La mise hors service (Retire) d’applications ou services inutilisés est aussi une forme de migration (ou non-migration)… Enfin, l’entreprise peut choisir la conservation (Retain) d’applications qu’elle n’estime pas devoir migrer pour diverses raisons.

Comment obtenir une cartographie des services à migrer et adopter une démarche efficace?

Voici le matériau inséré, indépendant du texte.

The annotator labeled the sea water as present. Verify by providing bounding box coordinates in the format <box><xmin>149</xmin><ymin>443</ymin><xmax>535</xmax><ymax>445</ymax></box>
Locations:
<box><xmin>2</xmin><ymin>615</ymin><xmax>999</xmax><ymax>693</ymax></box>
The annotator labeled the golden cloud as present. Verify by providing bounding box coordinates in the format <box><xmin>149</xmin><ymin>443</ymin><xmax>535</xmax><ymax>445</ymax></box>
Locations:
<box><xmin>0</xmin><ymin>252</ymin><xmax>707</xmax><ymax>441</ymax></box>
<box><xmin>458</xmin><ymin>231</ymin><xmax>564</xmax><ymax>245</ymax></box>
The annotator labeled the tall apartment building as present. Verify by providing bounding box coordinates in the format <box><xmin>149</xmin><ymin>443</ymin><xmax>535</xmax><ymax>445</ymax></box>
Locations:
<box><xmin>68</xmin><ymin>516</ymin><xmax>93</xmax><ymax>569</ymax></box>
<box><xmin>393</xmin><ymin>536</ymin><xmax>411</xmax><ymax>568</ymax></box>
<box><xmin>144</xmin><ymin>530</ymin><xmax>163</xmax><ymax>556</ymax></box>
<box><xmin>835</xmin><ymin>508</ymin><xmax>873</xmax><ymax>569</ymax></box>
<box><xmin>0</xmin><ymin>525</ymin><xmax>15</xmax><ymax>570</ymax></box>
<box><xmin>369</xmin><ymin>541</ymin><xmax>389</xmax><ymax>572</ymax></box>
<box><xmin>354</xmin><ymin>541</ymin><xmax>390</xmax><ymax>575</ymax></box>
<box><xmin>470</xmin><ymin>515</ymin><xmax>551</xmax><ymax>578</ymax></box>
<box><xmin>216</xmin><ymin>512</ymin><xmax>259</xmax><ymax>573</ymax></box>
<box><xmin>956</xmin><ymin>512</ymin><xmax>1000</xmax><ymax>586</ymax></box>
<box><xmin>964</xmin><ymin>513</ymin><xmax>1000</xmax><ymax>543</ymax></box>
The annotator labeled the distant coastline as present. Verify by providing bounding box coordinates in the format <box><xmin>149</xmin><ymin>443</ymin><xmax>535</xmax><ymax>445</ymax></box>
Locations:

Un audit des services et applications qui s’exécutent dans le système d’information de l’entreprise permet de générer des recommandations et de déterminer les migrations qui présenteraient le plus d’intérêt. Ainsi, le spécialiste énergétique italien Enel (fournisseur de gaz et électricité pour 61 millions de clients) économise 21% de coûts sur la puissance de calcul [serveurs] et 60% des coûts de stockage pour les applications qu’il a migrées sur AWS.
L’AWS Migration Acceleration Program aide les entreprises à cartographier leur existant pour établir des estimations de charge et de coût et à repérer les éléments à ne pas reproduire (comme du stockage ou des copies inutiles). Cette méthodologie, conçue avec nos équipes Professional Services en collaboration avec des partenaires, permet de dresser un état des lieux et de définir un plan de migration structuré. L’occasion également d’optimiser l’existant et d’initier un cycle d’amélioration continue dans la structure cloud.

Comment AWS se positionne-t-elle dans la tendance multicloud?

C’est le client qui choisit. Il  est libre de s’orienter vers telle architecture ou une autre. A nous de tout faire pour mériter sans cesse sa confiance. Lors de nos discussions, les DSI mentionnent en effet leur souhait de recourir à plusieurs fournisseurs de cloud. Lorsqu’il s’agit de passer à la pratique, ils abandonnent souvent cette voie et finissent par choisir un unique fournisseur de cloud. Or nous constatons que, dans 99% des cas, le choix prédominant reste AWS.
Le multicloud implique l’utilisation de plusieurs outils différents et donc des formations spécifiques pour chaque environnement. D’où l’importance de choisir plutôt une plateforme majeure. D’autres raisons sont également avancées en faveur d’un choix unique. Les plateformes n’offrent pas toutes les mêmes niveaux de service, le multicloud oblige donc souvent à se contenter du plus petit dénominateur commun. Enfin, un unique fournisseur favorise les négociations sur le volume.
La National Australian Bank (NAB) a migré plus de 400 workloads sur le cloud AWS, et a choisi les formations AWS pour 4000 employés, aussi bien débutants que professionnels (architecture, sécurité, développeurs, opérations et Big Data). Elle mise sur AWS pour l’accompagner jusqu’au bout dans sa transformation digitale.